Through Cheeku’s adventurous, funny, and relatable journey, different facets of food like growing a herb garden, shopping for food, sorting fruits and vegetables, cooking, and of course sharing a meal with people we care for could be explored in an interactive - non-textbookish manner. An illustrated book is a fantastic medium to communicate ideas and engage people, as it leaves plenty of room for the reader’s or viewer’s imagination!

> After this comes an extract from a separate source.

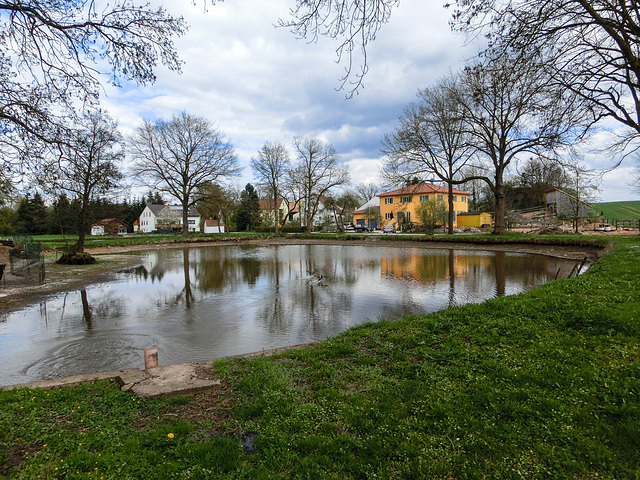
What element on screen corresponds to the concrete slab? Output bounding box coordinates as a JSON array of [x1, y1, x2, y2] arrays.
[[0, 343, 313, 398], [122, 362, 220, 398]]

I drew inspiration from Jamie Oliver’s ‘Food Revolution’, the ‘Slow Food Movement’ and ‘Locavores’ – these helped build the groundwork for the different facets of food I would choose to highlight in my book. I spent hours in childrens’ libraries reading children’s books and speaking to kindergarten and junior-school teachers.
The audience I chose to write my book for were children between the ages of 4-8 years. One motivation was that at this age they are very inquisitive, receptive and open to learning about new ideas. Another was that these are their formative years, and what a child learns and discovers at this age can make a significant impact and stay with her for life. As one of my neighbors and mother to five-year old son Anisha Kashwani corroborated, “Even if children have a better understanding at an older age, they also know that they can choose to ignore things that they are being told. They can choose to not care about things.”
After completing the book, I did several book readings in schools, and even hosted a workshop for children at iLeap Academy called ‘Planting an Edible Garden’. I’ve had very enthusiastic responses so far, from both boys and girls. During my workshop, my participants recreated parts of Cheeku’s adventure. They planted a small herb garden that they could take home and make “Edible Garden Guide Books” that had tips and tricks on how to take care of their garden that they could share with their friends and families as well. We also made a fruit salad with seasonal produce. Doing these activities after a book reading made my audience like the book more, and the message in the book had a greater impact because we were following up on what we had shared and read.
My experience has been that children love being outdoors and interacting with people. Many children asked me where the closest farmer’s market was. Some liked the idea of forming a Gastronaut’s Club, mentioned at the end of the book. They also asked me how I learned to cook and whether I was writing
more books.

I had decided to do book readings to see the response to my book, rather than ask children for individual reviews because I felt interactive sessions in groups help children open up and they don’t feel obligated to be polite! Since the book is about getting children to explore and interact with people, I felt doing group readings would help children encourage each other, with enthusiasm rubbing off on each other…

Initially, I was a little nervous about children accepting the characters in the book, since pet names had been used for all of them. Though this was done to make the characters more fun, and endearing, I felt children might find it strange. However, the children I read to, just found it funny! They asked me if the characters were real, and when I shared that they were inspired by people I knew, they immediately wanted to know who those people were and gave me ideas for what the characters could do next! Most of them loved Cheeku and felt encouraged to do the things he did.
Despite these fun interactive sessions, there remains a broken link in the chain. Creating awareness about sustainability and well-being can only go so far. Meaningful changes can only take place when we consider the effect of our choices on our future, and start altering our everyday lifestyles.

“Teach kids how to cook! Teach them where food comes from and what it tastes like. Encourage them to explore the food world. And while we are at it, how about doing some things to change the food environment to make it easier for parents to make healthier choices for their kids?”